E oggi agli occhi di Passera cinturato e scomunicato, il manager aretino che a Parma è riuscito a far tornare i conti ma non è mai stato capace di fare un'acquisizione, appare come l'uomo che ha consentito ai francesi di Lactalis di conquistare l'impero del latte e non certo come il salvatore della Patria.

Questo ruolo Corradino lo rivendica per sé e se l'è giocato anche nei giorni scorsi su Finmeccanica dove ha preso le difese dell'italianità e dell'integrità del Gruppo guidato dal moribondo Giuseppe Orsi.

Ed è questa l'ultima carta che gli resta tra le mani dopo la spudorata tripletta messa in campo da quel Monti che ha dimostrato più di una volta di non sopportare la sua invadenza.

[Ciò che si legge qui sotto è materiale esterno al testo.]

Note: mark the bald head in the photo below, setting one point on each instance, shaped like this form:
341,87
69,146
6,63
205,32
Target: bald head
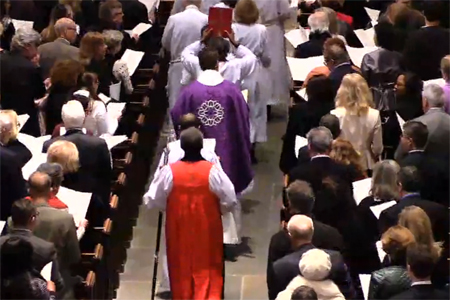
191,140
300,228
40,185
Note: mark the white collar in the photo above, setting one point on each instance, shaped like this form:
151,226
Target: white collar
210,78
423,282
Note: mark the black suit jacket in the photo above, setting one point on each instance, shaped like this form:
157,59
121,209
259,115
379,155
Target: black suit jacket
424,50
325,237
43,253
434,174
425,291
286,269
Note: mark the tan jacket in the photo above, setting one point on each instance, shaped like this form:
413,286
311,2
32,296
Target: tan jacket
364,132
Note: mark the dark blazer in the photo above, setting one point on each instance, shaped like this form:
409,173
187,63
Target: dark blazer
12,186
437,213
286,269
422,292
325,237
20,150
434,174
424,50
43,253
22,83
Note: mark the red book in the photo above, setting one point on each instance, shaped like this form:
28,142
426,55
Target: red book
219,20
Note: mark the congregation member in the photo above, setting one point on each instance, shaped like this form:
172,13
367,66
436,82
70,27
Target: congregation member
183,28
225,118
61,48
202,241
21,78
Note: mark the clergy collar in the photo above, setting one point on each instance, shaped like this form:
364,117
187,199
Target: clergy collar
210,78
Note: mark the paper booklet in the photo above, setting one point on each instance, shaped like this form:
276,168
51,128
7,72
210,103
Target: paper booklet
22,119
77,202
132,59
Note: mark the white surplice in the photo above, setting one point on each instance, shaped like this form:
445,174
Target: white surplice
258,84
234,69
182,29
273,14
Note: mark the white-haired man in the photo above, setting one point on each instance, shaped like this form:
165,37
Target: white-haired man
95,172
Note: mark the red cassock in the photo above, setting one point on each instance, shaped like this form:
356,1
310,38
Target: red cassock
194,234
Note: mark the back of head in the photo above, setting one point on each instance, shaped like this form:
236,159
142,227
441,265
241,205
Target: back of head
189,120
208,59
246,12
301,228
191,140
354,95
315,265
417,132
332,123
385,180
395,241
320,140
304,293
39,185
301,197
73,115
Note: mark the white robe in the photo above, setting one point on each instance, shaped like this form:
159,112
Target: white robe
258,84
234,69
272,14
182,29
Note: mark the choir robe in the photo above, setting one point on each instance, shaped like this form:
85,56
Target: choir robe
224,114
273,14
258,84
182,29
194,194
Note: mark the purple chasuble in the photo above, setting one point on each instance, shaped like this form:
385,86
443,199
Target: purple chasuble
225,117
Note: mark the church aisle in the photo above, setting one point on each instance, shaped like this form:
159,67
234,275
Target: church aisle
245,277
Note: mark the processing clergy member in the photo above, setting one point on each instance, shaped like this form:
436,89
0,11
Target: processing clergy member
194,193
224,115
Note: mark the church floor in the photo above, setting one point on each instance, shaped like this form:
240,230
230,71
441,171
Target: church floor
245,277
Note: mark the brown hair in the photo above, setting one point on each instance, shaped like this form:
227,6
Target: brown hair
395,241
246,12
66,73
89,45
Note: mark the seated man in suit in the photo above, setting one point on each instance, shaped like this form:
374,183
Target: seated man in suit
420,263
301,231
409,181
24,217
301,202
61,48
433,172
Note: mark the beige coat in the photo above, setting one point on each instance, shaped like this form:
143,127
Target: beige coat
364,132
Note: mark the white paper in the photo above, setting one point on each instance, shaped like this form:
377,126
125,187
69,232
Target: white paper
373,14
114,90
21,24
77,202
299,143
22,119
367,37
378,209
357,54
113,140
361,189
300,67
32,165
365,283
115,109
132,59
46,271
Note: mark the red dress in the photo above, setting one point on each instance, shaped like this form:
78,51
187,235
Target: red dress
194,234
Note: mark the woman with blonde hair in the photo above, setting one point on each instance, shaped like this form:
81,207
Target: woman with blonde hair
360,123
254,36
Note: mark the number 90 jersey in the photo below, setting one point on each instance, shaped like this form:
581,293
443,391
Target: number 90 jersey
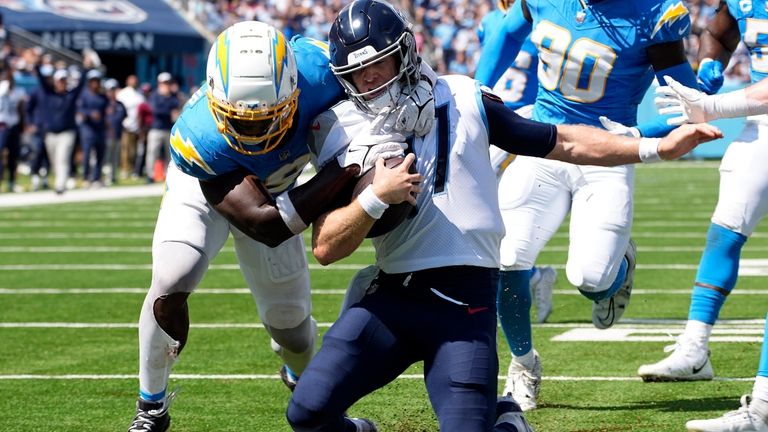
517,87
752,17
200,150
593,61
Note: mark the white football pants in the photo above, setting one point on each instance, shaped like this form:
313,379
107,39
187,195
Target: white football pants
536,194
743,198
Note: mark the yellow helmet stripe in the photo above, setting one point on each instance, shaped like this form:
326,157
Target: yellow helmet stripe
188,152
279,50
672,14
222,57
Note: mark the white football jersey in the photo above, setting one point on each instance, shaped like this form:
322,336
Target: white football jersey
457,220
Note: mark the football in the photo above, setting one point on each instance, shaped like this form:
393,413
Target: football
395,214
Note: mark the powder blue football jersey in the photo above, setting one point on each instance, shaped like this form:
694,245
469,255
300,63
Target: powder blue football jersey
200,150
593,60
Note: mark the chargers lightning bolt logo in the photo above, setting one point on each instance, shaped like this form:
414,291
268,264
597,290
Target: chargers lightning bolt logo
673,13
187,151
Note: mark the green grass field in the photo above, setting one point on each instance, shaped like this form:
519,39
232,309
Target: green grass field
73,277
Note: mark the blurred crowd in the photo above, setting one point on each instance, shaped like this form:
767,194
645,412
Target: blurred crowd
78,126
71,126
446,30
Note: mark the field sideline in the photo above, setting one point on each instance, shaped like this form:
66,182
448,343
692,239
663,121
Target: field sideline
73,276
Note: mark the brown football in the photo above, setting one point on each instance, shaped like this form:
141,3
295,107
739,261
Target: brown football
395,214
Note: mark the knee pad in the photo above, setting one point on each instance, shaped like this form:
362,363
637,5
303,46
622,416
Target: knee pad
285,315
298,340
172,315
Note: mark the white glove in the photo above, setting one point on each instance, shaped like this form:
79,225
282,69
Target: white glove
617,128
415,112
690,105
365,149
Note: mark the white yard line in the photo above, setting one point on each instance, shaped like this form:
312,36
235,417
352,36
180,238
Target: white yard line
80,195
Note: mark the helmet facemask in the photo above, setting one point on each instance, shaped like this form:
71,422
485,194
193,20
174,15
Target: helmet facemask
388,93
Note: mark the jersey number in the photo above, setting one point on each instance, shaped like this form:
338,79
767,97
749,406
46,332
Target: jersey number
580,69
511,85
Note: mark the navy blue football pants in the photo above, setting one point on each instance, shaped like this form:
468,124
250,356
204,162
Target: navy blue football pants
445,317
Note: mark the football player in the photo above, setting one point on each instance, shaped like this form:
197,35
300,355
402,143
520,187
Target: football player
743,197
433,298
596,59
691,105
517,88
240,141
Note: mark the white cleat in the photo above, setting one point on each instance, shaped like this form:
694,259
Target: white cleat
741,420
364,425
542,292
689,361
523,384
509,412
606,312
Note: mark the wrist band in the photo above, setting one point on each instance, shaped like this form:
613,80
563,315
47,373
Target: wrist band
371,203
292,220
649,150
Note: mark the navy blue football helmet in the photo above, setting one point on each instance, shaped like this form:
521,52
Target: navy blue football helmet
364,32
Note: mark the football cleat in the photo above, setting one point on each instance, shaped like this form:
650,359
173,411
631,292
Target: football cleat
508,412
689,361
523,384
288,377
152,416
741,420
542,292
606,312
364,425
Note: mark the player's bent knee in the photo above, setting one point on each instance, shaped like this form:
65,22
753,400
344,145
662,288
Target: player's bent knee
302,419
172,315
297,339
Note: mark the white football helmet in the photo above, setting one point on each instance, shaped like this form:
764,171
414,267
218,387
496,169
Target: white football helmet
252,86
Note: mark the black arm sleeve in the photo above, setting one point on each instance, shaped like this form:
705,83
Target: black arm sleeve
243,200
515,134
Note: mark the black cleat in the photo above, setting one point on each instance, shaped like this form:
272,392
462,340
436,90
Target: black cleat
150,417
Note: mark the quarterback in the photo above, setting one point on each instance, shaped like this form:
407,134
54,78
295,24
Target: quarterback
517,88
597,59
433,297
240,140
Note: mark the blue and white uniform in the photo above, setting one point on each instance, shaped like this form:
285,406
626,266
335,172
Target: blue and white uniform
593,61
189,233
433,298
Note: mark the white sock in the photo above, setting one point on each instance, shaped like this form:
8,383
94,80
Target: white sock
699,332
535,276
760,393
527,359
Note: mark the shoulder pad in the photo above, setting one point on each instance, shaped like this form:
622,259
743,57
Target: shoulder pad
671,21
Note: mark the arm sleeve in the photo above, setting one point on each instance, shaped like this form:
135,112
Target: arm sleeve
515,134
502,47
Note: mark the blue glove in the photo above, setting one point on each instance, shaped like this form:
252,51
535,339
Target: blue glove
710,76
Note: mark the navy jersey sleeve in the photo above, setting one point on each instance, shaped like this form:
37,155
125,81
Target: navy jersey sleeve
515,134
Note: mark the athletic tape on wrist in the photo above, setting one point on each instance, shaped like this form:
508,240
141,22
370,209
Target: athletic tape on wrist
371,203
649,150
288,212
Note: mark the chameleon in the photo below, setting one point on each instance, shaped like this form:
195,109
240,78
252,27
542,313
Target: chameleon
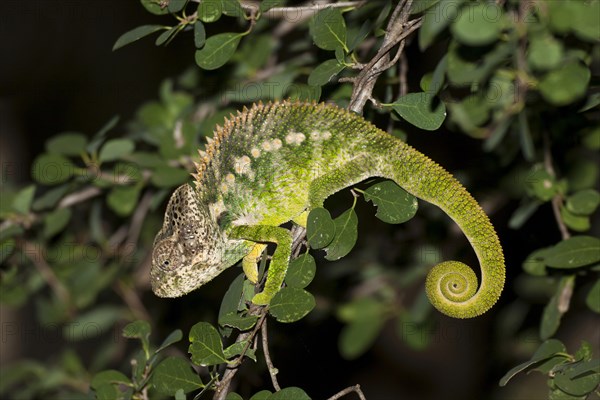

Ma attenzione: la tripletta dei ministri ombra potrebbe essere la goccia che fa affondare definitivamente, per la gioia di Carletto de Benedetti, Corradino che sognava di essere accolto tra le braccia di Berlusconi per raccogliere l'eredità dei voti moderati e accamparsi a Palazzo Chigi.
Con il Cavaliere peccaminoso c'è stato nei giorni scorsi un forte contrasto a proposito del beauty contest, una scelta che ha fatto rizzare i pochi capelli a Silvio e al fedele Confalonieri. Ma questa ferita non sembra che si possa recuperare rapidamente, anche se dietro le quinte si dice che Corradino, superministro intrappolato, abbia già promesso a Berlusconi che il nuovo presidente dell'AgCom sarà funzionale agli interessi di Mediaset.

A conferma che la passione del Cavaliere per l'ex banchiere è ormai tramontata, bastava leggere lunedì scorso, sul giornale di famiglia diretto da Sallusti, l'articolo-epitaffio dedicato a Corradino dalla penna intinta nel vetriolo di Perna (http://www.dagospia.com/rubrica-4/business/passera-uccellato-nel-2009-corradino-ha-riportato-in-italia-dieci-milioni-dopo-la-vendita-38426.htm), dove veniva di nuovo dissotterrata l'esportazione di capitali dei fratelli Passera nel paradiso fiscale di Madeira.